Partly, I was in awe at feeling that I was participating in this force-field at every level of mind, feeling, spirit, even as my more my skeptical self lingered on the Christ and Madonna and thought: Come on, you mean all that stuff is true? The quality of the experience was a feeling of being suffused with the energy of peacefulness. I was just one soul blending into this world with my wife and children. It was a deep relief, despite rocky times at home because of a raging depression at the time, to see that I was meant to be part of my family, at one with my wife, experiencing all this together. I was stepping back, though, thinking about that Christ and Madonna – that’s what I see because I grew up with those images – a Muslim, a Buddhist, a Lakota experience would be different. Thinking that way took me in a different direction.
Then I realized I was focused again on that half-eaten slice of pear. The opening in day to day life had closed up.. But I knew I wouldn’t be looking at things in the same old way.
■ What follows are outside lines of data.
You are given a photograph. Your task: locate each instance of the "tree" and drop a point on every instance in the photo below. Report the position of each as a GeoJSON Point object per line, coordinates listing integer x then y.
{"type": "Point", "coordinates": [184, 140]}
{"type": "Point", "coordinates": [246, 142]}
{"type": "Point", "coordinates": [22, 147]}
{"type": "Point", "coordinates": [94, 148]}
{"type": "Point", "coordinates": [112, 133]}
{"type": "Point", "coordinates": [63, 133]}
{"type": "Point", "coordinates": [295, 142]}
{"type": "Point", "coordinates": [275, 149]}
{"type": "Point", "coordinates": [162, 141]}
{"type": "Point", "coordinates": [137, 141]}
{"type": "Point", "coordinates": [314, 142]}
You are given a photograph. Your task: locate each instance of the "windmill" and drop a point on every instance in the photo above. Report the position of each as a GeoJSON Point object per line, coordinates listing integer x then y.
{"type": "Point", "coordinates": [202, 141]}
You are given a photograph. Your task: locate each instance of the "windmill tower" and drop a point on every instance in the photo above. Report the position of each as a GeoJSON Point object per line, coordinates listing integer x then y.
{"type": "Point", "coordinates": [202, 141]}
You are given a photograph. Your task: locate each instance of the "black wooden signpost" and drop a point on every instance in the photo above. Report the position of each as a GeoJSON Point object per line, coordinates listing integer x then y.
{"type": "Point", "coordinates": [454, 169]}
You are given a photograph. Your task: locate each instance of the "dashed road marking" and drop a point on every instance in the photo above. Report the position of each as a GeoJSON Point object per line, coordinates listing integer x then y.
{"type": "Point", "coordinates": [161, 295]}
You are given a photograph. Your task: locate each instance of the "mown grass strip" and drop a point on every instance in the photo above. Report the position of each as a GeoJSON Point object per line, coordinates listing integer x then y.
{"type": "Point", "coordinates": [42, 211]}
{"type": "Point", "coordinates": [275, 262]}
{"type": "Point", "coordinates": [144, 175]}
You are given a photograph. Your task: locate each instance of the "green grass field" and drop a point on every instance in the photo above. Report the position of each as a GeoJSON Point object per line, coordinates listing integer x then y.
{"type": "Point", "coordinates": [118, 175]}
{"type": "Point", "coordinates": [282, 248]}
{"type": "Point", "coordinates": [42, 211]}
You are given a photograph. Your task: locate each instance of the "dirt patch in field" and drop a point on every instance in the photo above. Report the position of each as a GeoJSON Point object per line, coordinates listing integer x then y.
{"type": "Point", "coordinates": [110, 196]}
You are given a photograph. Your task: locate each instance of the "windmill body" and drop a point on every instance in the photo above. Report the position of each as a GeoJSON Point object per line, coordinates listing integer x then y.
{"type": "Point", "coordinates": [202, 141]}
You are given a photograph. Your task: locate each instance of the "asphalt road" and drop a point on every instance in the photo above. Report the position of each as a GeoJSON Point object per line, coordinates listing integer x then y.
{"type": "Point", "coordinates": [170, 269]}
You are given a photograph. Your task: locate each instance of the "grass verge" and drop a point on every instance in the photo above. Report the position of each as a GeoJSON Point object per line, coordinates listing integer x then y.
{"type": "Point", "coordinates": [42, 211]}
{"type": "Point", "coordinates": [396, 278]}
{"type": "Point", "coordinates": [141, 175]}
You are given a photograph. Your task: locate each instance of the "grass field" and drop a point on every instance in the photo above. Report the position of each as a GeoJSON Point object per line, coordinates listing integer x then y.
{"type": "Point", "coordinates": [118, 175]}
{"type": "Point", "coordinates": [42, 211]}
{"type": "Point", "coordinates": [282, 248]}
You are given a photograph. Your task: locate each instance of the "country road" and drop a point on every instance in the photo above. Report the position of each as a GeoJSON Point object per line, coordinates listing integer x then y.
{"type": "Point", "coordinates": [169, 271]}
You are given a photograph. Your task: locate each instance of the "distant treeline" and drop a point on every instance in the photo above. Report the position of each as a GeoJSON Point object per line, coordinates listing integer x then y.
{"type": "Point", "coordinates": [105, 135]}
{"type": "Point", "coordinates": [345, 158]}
The problem is that the immediacy of such experiences fades, and the tensions of life, and illnesses like depression, take over again. At times, I’m longing for another glimpse, another reassurance that all of this life includes a force toward an active peacefulness instead of destruction. The lasting effect of the experience has been a sense of centeredness, of knowledge that I am part of a vast whole, connected and not isolated, as the impact of depression would have me believe. That sense may fade out almost completely when I’m really down, but some spark of it remains even then.
What are the experiences that have given you an anchor to hold you to life while depression or other threats try to sweep you away?